Score genes cell cycle scanpy
Calculates the score associated to S phase and G2M phase and annotates the cell cycle phase for each cell, as implemented by scanpy.
Info
ID: score_genes_cell_cycle_scanpy
Namespace: feature_annotation
Links
The score is the average expression of a set of genes subtracted with the average expression of a reference set of genes
Example commands
You can run the pipeline using nextflow run
.
View help
You can use --help
as a parameter to get an overview of the possible parameters.

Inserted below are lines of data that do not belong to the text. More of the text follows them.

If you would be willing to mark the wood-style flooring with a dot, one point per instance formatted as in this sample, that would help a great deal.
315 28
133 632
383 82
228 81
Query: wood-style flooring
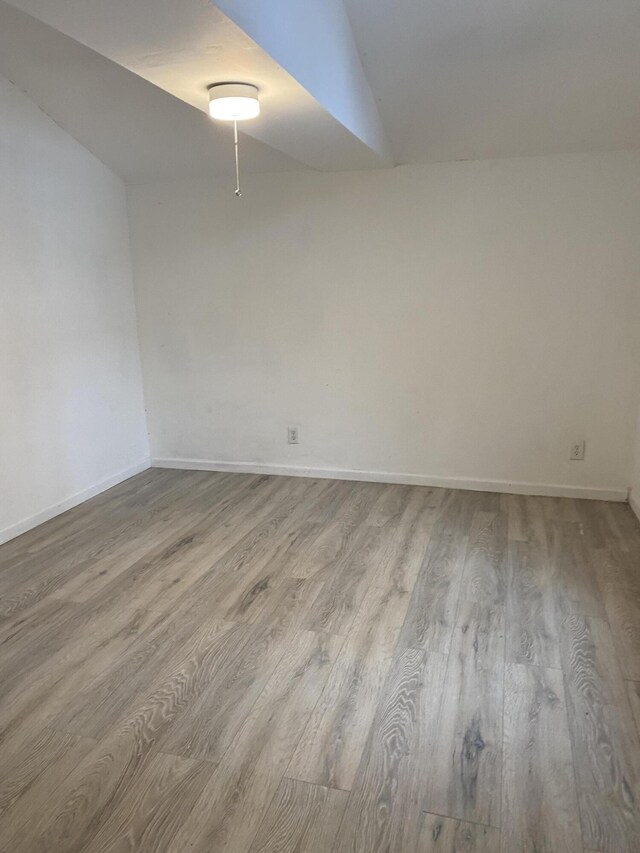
220 662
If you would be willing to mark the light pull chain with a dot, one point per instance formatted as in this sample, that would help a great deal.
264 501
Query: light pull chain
235 145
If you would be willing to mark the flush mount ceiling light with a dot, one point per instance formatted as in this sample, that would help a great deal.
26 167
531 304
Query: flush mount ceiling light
234 102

nextflow run openpipelines-bio/openpipeline \
-r 2.1.0 -latest \
-main-script target/nextflow/feature_annotation/score_genes_cell_cycle_scanpy/main.nf \
--help
Run command
Example of params.yaml
# Inputs
input: # please fill in - example: "input_file.h5mu"
modality: "rna"
# input_layer: "log_normalized"
# var_gene_names: "gene_names"
# Gene list inputs
# s_genes: ["gene1", "gene2", "gene3"]
# s_genes_file: "s_gene_list.txt"
# g2m_genes: ["gene1", "gene2", "gene3"]
# g2m_genes_file: "g2m_gene_list.txt"
# gene_pool: ["gene1", "gene2", "gene3"]
# gene_pool_file: "gene_pool.txt"
# Outputs
# output: "$id.$key.output.h5mu"
# output_compression: "gzip"
obs_phase: "phase"
obs_s_score: "S_score"
obs_g2m_score: "G2M_score"
# Arguments
n_bins: 25
random_state: 0
allow_missing_genes: false
# Nextflow input-output arguments
publish_dir: # please fill in - example: "output/"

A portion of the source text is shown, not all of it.